At school, our conversations were brief, like passing glances between two people who shared a secret no one else could see.
A small smile in the hallway.
A wave from across the courtyard.
A simple, “Hey, how’s your day going?” when paths happened to cross.
It wasn’t much — and yet, somehow, it was everything.
While the school walls kept our moments short and fleeting, the real conversations happened when the day finally settled.
Screens lit up the quiet of my nights, where our words could stretch as far as we wanted them to.
“How’s your homework?”
“You should get some rest too, dummy.”
“Hey, did you see that funny video I sent you?”
The more we chatted, the more natural it felt.
No awkward pauses.

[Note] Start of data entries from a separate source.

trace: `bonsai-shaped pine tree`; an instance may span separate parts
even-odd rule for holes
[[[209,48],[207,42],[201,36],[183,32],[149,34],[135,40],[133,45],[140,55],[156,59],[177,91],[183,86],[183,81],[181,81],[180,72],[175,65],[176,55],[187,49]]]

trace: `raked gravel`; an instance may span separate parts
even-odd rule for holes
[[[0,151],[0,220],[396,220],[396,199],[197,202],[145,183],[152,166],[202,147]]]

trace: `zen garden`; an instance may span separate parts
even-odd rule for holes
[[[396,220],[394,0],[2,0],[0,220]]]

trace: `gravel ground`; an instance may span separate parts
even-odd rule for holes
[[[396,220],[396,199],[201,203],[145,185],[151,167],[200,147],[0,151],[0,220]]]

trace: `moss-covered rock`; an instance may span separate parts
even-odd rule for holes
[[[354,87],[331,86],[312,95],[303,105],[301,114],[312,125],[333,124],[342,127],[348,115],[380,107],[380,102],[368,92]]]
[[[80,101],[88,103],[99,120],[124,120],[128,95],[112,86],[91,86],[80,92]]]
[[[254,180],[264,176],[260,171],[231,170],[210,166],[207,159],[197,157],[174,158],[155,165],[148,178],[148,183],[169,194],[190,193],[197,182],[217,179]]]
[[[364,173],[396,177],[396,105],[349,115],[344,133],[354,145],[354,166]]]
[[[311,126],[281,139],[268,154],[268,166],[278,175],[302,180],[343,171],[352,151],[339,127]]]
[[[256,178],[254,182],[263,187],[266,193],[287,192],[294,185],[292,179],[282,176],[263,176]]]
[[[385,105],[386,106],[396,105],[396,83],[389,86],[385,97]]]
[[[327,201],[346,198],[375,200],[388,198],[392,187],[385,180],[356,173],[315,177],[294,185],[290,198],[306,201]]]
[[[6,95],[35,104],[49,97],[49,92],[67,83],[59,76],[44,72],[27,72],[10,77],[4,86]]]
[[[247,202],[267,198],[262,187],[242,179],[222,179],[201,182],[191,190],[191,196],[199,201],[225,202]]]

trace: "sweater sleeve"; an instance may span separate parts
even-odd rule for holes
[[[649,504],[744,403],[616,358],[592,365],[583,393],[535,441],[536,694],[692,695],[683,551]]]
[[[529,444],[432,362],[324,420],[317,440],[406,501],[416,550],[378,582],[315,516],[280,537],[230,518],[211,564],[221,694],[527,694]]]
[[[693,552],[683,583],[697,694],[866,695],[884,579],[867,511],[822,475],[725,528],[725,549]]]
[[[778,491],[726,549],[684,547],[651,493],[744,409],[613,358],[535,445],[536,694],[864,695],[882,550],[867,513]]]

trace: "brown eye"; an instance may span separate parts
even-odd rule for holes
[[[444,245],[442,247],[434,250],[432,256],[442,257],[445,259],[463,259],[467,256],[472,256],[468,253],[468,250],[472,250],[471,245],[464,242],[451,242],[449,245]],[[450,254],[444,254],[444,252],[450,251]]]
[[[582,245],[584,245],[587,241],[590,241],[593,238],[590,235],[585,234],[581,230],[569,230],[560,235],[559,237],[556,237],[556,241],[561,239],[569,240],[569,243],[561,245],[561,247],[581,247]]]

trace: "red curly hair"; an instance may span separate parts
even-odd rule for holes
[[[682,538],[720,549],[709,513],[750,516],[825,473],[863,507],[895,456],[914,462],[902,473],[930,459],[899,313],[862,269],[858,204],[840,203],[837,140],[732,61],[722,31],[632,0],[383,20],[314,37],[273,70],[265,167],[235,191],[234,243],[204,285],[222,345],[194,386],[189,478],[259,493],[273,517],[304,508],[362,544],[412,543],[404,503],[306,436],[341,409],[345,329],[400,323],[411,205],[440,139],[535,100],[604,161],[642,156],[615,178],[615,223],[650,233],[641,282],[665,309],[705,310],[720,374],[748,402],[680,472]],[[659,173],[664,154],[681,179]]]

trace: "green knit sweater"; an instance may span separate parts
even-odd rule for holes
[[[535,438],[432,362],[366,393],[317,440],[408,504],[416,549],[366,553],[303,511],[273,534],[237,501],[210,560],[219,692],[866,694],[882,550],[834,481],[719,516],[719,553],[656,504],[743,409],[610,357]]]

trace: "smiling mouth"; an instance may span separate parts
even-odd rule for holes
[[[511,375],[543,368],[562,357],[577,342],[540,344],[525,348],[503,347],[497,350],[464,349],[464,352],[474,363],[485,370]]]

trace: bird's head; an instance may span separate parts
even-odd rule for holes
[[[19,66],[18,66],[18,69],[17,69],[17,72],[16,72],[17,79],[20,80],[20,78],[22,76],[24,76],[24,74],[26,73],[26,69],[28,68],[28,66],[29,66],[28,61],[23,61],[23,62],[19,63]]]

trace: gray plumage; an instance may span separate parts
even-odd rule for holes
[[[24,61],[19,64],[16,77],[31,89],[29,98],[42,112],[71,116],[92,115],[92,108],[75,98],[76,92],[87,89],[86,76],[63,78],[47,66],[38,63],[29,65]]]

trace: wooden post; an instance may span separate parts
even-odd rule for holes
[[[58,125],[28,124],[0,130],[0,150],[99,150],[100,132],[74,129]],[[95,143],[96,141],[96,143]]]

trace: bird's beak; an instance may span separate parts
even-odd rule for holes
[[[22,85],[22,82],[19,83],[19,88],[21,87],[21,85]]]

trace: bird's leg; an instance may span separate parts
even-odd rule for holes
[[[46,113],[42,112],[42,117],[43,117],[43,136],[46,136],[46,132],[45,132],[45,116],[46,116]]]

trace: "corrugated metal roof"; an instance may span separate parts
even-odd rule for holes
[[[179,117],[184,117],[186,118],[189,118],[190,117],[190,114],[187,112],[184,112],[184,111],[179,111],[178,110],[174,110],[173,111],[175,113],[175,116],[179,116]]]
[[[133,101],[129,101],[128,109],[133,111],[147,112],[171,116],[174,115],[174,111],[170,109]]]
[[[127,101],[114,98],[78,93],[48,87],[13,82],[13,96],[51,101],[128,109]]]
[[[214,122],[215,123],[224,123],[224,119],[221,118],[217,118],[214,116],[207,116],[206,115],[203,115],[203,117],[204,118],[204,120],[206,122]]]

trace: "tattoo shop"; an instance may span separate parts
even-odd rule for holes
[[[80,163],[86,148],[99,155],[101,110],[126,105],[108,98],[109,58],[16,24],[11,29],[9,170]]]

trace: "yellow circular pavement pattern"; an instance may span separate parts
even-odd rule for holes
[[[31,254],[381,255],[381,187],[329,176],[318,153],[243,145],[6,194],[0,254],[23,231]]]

No forced smiles.
Just… two people, slowly weaving an invisible thread between them, one small talk at a time.
Sometimes I would laugh quietly at her messages, feeling a warmth that lingered longer than I expected.
Sometimes, I’d stare at the last message she sent, rereading it once or twice before replying — not because I didn’t know what to say, but because I wanted to say it just right.
There was a comfort growing between us, like sitting beside a campfire you never wanted to leave.
It wasn’t love — not yet.
But it was something rare and precious.
Maybe the best stories don’t start with grand confessions under fireworks.
Maybe they start with simple words shared in the quiet, when nobody else is watching.
And maybe — just maybe — that was enough for now.